NODE-RAY: June 2021

Saturday, June 26, 2021

Resolving network latency issues with SQM

Over the past month I had been experiencing issues seemingly related to my ISP. Short periods of increased latency (lag spikes) were starting to have an effect on my sanity. After digging in several tools (a few that I knew about, a few that I didn’t before this endeavor), I was able to determine the cause of my issues (buffer bloat) and configure my router with Smart Queue Management (SQM) to resolve my latency issues.

Initial discovery of issues – I have ping alerts that send me a Pushover notification on my phone when an external endpoint is unreachable. In this case I’ve been pinging CloudFlare (1.1.1.1), and I started getting notifications that pings were dropping. Normally this would tell me that my internet is down, but in this case it was telling me something different. I tried to use pathping to determine the cause of pings dropping, but I couldn’t get it to see any hops outside my network. I used SS64 to find the Linux equivalent of pathping – MTR (Matt’s traceroute). Here we can see what appears to be packet loss at my ISP’s routing partner. Although this particular issue isn’t resolved by SQM, it lead me down the path I am on now…

$C:\Users\Ray\Pictures\2.png$

I reached out to Equinix support, and they told me that my ISP likely has an oversubscribed port. This means that the connection is basically maxed out, and the router drops ICMP packets as “bottom of the barrel” traffic. This StackExchange answer recommends to use the tool tcping, which is a wonderful network troubleshooting tool along with tcproute (this tool can help determine what firewall a port needs to be opened on, for example). They also recommended using WinMTR, but I found that it’s not that great because it counts “no ICMP reply” hops as packet loss, and it doesn’t have alternate display modes. So basically I’ve found that it’s good to have a mix of both Windows and Linux network troubleshooting tools at one’s disposal. Using tcping to probe DNS port 53, I was able to see that none of my actual data packets to CloudFlare were dropping. I decided to leave it at this, and ping monitor quad9 (9.9.9.9) until my ISP upgrades their oversubscribed link.

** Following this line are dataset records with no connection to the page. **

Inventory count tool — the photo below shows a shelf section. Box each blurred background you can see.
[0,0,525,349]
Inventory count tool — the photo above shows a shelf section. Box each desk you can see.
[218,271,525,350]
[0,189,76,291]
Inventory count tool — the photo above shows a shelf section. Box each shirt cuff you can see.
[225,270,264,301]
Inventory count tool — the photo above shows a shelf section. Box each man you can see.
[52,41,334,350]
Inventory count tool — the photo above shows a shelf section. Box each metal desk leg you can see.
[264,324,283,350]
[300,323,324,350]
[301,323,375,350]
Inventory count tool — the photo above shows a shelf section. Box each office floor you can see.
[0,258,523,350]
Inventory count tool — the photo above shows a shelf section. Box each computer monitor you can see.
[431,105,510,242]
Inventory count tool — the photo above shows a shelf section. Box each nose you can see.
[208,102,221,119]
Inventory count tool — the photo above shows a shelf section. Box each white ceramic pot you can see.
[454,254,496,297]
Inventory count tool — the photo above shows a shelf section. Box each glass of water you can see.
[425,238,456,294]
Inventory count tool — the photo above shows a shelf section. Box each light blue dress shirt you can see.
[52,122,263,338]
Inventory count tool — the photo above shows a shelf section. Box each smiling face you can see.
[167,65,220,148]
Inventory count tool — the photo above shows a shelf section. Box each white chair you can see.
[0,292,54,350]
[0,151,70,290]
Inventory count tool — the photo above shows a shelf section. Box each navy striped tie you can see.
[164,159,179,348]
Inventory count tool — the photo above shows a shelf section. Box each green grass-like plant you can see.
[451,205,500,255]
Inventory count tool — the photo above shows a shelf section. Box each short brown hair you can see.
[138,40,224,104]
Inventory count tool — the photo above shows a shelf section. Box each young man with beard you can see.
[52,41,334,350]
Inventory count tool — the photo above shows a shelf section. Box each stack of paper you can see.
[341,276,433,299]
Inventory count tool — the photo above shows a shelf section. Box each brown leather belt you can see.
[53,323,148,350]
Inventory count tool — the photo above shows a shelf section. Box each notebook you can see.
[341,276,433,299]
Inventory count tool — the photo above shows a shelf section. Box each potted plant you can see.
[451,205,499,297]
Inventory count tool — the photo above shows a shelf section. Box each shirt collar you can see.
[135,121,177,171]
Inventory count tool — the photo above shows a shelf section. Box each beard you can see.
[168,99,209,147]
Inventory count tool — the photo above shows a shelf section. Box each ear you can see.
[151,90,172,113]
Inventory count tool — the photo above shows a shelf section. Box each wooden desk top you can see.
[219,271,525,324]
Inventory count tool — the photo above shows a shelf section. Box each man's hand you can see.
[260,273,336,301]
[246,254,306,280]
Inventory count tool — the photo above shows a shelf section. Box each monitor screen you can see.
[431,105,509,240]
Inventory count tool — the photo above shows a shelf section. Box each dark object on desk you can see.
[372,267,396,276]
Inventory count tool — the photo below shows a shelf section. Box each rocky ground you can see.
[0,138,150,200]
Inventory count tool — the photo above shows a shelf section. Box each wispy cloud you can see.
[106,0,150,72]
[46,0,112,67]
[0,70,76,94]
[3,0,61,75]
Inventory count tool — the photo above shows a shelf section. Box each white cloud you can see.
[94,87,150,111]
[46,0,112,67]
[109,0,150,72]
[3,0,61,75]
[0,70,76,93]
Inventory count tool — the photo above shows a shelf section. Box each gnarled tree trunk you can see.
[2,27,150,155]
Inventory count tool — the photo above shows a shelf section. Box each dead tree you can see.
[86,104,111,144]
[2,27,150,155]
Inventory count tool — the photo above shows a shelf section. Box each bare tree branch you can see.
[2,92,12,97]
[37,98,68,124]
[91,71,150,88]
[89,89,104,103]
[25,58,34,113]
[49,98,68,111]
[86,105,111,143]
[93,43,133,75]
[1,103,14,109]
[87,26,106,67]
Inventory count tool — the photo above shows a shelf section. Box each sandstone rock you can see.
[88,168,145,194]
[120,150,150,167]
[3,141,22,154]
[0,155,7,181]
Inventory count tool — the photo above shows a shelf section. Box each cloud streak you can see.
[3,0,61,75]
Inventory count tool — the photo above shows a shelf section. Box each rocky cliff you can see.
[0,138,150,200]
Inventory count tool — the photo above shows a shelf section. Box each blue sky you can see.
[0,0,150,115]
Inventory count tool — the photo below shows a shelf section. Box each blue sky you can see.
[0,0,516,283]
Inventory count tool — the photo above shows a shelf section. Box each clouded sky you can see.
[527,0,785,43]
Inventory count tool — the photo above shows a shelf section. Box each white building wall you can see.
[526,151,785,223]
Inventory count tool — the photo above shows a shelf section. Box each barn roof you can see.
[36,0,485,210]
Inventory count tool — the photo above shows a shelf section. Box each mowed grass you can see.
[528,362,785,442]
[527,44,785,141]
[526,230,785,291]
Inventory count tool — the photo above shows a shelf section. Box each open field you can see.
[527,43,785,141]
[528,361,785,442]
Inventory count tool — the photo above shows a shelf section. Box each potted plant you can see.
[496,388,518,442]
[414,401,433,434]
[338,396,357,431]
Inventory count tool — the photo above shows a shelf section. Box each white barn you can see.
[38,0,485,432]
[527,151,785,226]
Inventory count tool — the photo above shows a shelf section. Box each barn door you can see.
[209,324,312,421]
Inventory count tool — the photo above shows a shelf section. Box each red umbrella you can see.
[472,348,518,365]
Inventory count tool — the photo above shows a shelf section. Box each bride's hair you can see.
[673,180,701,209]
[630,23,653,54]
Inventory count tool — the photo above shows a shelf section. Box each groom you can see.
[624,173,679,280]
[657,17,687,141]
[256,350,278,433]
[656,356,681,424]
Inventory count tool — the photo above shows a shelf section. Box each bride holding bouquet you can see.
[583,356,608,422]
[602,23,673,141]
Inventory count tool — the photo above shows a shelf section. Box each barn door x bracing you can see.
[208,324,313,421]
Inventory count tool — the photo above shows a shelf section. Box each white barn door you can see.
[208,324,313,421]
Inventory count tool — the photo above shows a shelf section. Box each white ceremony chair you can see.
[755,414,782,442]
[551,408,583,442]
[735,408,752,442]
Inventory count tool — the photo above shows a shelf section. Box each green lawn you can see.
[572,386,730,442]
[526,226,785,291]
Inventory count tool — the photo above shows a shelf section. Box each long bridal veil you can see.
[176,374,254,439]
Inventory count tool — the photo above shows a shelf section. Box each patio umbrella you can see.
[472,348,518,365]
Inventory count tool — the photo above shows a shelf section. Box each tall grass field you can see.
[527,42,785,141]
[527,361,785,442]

But now that I’ve seen what can’t be unseen, of course other issues started cropping up. I was starting to see latency and packet loss during periods of high utilization. This would manifest as lag spikes either when I was working remotely, or listening to streaming audio. Using MTR’s alternate display mode (press the D key), I was able to see some pretty wild statistics across all the hops along the route. I had my ISP come out and take a look and they replaced the modem, and the signal looked fine. With this display mode you can see with the scale, that this was a period of extreme latency. ? is packet loss and > is greater than the labeled scale.
$C:\Users\Ray\Pictures\packetloss\Screenshot 2021-06-16 124155.png$
Seeing that the very first hop to my router is even affected by extreme latency, I took some steps to rule it out. Pinging my router under heavy load showed latency that would seem to indicate the router is an issue. I looked up “EdgerouterX lag spikes” and I found several posts where the issue was described as “buffer bloat” and recommended to configure Smart Queue Management. I found the WaveForm buffer bloat test, and ran it on my network. It’s important to run this test directly connected to your router (with an ethernet cable) and with no heavy load on the internet connection. Bypassing my router, running the test directly from my laptop connected to the modem, I could see that the issue is not caused by my router. There are times when network congestion further down the route appears to back up and latency was much worse than this.
Having done some research on SQM, I found that this has an impact on total available bandwidth. Knowing this I contacted my ISP and had them double my bandwidth to 400/20. In order for my EdgerouterX to pull bandwidth upwards of 300 Mbps, I had to configure my router to enable hwnat hardware offloading. Running a buffer bloat test, bandwidth is looking great, but still seeing latency occurring at times of congestion.
$C:\Users\Ray\Pictures\packetloss\before SQM.png$
I configured SQM on my router. It’s pretty simple… I did not need to use advanced settings, but it supports ECN if your other network equipment is capable.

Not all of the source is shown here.